In eBay vs Newmark: >Having chosen a for-profit corporate form, the craigslist directors are bound by the fiduciary duties and standards that accompany that form. Those standards include acting to promote the value of the corporation for the benefit of its stockholders. The “Inc.” after the company name has to mean at least that. Thus, I cannot accept as valid for the purposes of implementing the Rights Plan a corporate policy that specifically, clearly, and admittedly seeks not to maximize the economic value of a for-profit Delaware corporation for the benefit of its stockholders—no matter whether those stockholders are individuals of modest means or a corporate titan of online commerce.

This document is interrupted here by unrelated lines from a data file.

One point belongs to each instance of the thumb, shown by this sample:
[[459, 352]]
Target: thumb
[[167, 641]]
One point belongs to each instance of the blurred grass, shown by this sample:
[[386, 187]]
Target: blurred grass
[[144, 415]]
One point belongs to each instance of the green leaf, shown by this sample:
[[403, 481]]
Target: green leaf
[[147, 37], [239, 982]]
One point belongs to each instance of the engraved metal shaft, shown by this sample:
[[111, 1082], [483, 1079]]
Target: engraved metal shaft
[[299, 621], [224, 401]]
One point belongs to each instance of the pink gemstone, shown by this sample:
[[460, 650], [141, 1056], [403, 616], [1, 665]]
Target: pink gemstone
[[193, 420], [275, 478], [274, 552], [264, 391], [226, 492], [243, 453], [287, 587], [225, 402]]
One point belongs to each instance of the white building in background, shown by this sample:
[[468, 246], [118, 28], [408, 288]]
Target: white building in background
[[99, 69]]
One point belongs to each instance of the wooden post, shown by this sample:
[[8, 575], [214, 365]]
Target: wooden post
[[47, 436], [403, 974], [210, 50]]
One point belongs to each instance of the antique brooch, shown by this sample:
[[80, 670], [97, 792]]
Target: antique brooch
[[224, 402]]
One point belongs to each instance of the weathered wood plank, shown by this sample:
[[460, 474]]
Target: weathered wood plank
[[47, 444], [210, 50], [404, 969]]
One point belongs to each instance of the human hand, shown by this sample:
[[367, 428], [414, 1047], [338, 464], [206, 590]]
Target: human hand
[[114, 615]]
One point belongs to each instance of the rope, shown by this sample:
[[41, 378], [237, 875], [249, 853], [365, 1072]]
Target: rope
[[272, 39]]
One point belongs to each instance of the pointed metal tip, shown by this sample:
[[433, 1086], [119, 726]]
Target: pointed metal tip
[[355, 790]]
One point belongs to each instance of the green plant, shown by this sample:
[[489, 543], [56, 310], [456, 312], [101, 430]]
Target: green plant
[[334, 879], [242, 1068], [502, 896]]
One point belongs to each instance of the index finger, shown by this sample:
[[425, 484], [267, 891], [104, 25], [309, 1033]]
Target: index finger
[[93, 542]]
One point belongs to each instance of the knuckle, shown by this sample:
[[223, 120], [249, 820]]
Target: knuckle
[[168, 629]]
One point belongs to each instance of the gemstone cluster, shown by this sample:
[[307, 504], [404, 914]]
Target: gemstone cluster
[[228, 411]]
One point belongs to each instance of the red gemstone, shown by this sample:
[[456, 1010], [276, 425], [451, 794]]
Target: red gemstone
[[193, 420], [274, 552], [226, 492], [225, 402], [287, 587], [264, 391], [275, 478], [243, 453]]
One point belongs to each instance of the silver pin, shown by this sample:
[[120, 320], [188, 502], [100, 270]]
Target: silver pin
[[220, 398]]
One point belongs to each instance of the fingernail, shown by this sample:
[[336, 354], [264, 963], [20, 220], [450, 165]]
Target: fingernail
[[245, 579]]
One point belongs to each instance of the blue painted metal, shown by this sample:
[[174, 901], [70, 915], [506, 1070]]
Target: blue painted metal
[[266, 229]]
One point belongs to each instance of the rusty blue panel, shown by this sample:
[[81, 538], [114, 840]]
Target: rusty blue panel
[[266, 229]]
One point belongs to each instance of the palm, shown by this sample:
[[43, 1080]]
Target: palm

https://courts.delaware.gov/Opinions/Download.aspx?id=143440
In the Trados case: >It is, of course, accepted that a corporation may take steps, such as giving charitable contributions or paying higher wages, that do not maximize profits currently. They may do so, however, because such activities are rationalized as producing greater profits over the long-term. Decisions of this nature benefit the corporation as a whole, and by increasing the value of the corporation, the directors increase the share of value available for the residual claimants. Judicial opinions therefore often refer to directors owing fiduciary duties ―to the corporation and its shareholders. This formulation captures the foundational relationship in which directors owe duties to the corporation for the ultimate benefit of the entity‘s residual claimants. Nevertheless, ―stockholders‘ best interest must always, within legal limits, be the end. Other constituencies may be considered only instrumentally to advance that end.